It may be seen from the above that, with the exception of one irregularity, there is a continual diminution of the additional temperature which is required to overcome an additional atmosphere of pressure, and if this goes on as the pressure and temperatures advance, we may ultimately reach a curious condition—a temperature at which additional pressure will demand no additional temperature to maintain the gaseous state; or, in other words, a temperature may be reached at which no amount of pressure can condense steam into water, or at which the gaseous and liquid states merge or become indifferent.

But we must not push this mere numerical reasoning too far, seeing that it is quite possible to be continually approaching a given point, without ever reaching it, as when we go on continually halving the remaining distance. The figures in the above do not appear to follow according to such a law—nor, indeed, any other regularity. This probably arises from experimental error, as there are discrepancies in the results of different investigators. They all agree, however, in the broad fact of the gradation above stated. Dulong and Arago, who directed the experiments of the French Government Commission for investigating this subject, state the pressure at 20 atmospheres to be 418·4, at 21 = 422·9, at 22 = 427·3, at 23 = 431·4, and at 24 atmospheres, their highest experimental limit, 435·5, thus reducing the rise of temperature between the 23d and 24th atmospheres to 4·1.

If we could go on heating water in a transparent vessel until this difference became a vanishing quantity, we should probably recognize a visible physical change coincident with this cessation of condensibility by pressure; but this is not possible, as glass would become red-hot and softened, and thus incapable of bearing the great pressure demanded. Besides this, glass is soluble in water at these high temperatures.

If, however, we can find some liquid with a lower boiling-point, we may go on piling atmosphere upon atmosphere of elastic expansive pressure, as the temperature is raised, without reaching an unmanageable degree of heat.
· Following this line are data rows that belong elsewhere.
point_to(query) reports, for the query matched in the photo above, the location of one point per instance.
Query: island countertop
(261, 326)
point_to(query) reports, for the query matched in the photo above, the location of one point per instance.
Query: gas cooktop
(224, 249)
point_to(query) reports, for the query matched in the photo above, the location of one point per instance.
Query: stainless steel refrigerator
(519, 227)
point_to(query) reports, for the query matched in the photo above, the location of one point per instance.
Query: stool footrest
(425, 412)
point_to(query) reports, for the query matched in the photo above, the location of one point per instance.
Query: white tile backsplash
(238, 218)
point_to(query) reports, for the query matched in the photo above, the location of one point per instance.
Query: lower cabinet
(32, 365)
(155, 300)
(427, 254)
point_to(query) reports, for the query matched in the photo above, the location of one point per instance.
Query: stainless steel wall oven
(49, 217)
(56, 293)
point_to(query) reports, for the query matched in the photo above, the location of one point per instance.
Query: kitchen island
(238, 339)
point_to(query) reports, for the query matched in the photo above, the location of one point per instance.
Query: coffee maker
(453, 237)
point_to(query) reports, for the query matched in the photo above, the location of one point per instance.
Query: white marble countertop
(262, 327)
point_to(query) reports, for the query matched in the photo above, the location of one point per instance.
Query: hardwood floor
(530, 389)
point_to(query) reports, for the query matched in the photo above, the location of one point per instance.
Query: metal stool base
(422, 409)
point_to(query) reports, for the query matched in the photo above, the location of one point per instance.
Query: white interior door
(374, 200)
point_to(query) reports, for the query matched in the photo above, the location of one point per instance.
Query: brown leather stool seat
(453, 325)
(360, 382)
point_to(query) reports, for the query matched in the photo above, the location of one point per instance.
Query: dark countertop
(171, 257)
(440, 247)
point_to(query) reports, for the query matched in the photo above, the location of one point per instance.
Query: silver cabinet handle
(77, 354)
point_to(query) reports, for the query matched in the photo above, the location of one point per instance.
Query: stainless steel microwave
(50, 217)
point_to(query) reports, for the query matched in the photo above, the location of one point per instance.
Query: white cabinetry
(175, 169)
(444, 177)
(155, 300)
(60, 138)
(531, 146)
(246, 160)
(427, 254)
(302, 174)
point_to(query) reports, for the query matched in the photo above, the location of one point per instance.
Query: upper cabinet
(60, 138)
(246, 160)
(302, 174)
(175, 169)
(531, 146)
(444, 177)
Liquid carbonic acid, which, under a single atmosphere of pressure, boils at 112° below the zero of our thermometer, may thus be raised to a temperature having the same relation to its boiling-point that a red-heat has to that of water, and may be still confined within a glass vessel, provided the walls of the vessel are sufficiently thick to bear the strain of the elastic outstriving pressure. In spite of its brittleness glass is capable of bearing an enormous strain steadily applied, as may be proved by trying to break even a mere thread of glass by direct pull.

Dr. Andrews thus treated carbonic acid, and the experiment, as I have witnessed its repetition, is very curious. A liquid occupies the lower part of a very strong glass tube, which appears empty above. But this apparent void is occupied by invisible carbonic acid gas, evolved by the previous boiling of the liquid carbonic acid below. We start at a low temperature—say 40° Fahr. Then the temperature is raised; the liquid boils until it has given off sufficient gas or vapor to exert the full expansive pressure or tension due to that temperature. This pressure stops the boiling, and again the surface of the liquid is becalmed.
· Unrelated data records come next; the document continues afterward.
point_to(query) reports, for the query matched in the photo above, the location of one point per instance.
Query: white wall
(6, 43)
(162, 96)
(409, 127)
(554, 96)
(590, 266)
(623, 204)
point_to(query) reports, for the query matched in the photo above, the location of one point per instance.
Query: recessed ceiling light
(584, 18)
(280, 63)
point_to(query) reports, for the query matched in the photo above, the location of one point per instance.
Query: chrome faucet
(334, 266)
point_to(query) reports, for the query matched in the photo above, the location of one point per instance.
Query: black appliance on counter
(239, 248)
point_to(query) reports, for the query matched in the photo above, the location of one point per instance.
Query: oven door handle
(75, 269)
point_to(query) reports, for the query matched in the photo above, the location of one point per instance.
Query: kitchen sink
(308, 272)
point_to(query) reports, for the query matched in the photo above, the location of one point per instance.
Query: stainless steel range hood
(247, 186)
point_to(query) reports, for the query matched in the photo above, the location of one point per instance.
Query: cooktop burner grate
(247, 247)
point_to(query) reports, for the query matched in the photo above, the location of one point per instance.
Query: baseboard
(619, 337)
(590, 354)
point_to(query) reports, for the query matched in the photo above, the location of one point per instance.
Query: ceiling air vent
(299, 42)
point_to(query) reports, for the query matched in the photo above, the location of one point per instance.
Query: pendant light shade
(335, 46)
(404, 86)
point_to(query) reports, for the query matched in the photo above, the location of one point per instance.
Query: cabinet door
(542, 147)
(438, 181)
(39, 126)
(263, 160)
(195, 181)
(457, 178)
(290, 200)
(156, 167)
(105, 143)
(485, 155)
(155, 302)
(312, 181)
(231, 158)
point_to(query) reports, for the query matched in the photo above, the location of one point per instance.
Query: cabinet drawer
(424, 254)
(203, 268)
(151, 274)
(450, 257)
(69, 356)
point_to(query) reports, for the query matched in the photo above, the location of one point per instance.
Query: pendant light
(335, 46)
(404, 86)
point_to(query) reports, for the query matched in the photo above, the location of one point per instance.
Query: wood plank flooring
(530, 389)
This is repeated at a higher temperature, and thus continued until we approach nearly to 88° Fahr., when the surface of the liquid loses some of its sharp outline. Then 88° is reached, and the boundary between liquid and gas vanishes; liquid and gas have blended into one mysterious intermediate fluid; an indefinite fluctuating something is there filling the whole of the tube—an etherealized liquid or a visible gas. Hold a red-hot poker between your eye and the light; you will see an upflowing wavy movement of what appears like liquid air. The appearance of the hybrid fluid in the tube resembles this, but is sensibly denser, and evidently stands between the liquid and gaseous states of matter, as pitch or treacle stands between solid and liquid.

The temperature at which this occurs has been named by Dr. Andrews the “critical temperature”; here the gaseous and liquid states are “continuous,” and it is probable that all other substances capable of existing in both states have their own particular critical temperatures.

Having thus stated the facts in popular outline, I shall conclude the subject by indulging in some speculations of my own on the philosophy of these general facts or natural laws, and on some of their possible consequences.

As already stated, the conversion of water into steam under ordinary atmospheric pressure demands 966·6° of heat over and above that which does the work of raising the water to 212°, or, otherwise stated, as much heat is at work in a given weight of steam at 212°, as would raise the same quantity of water to 1178·6° if it remained liquid.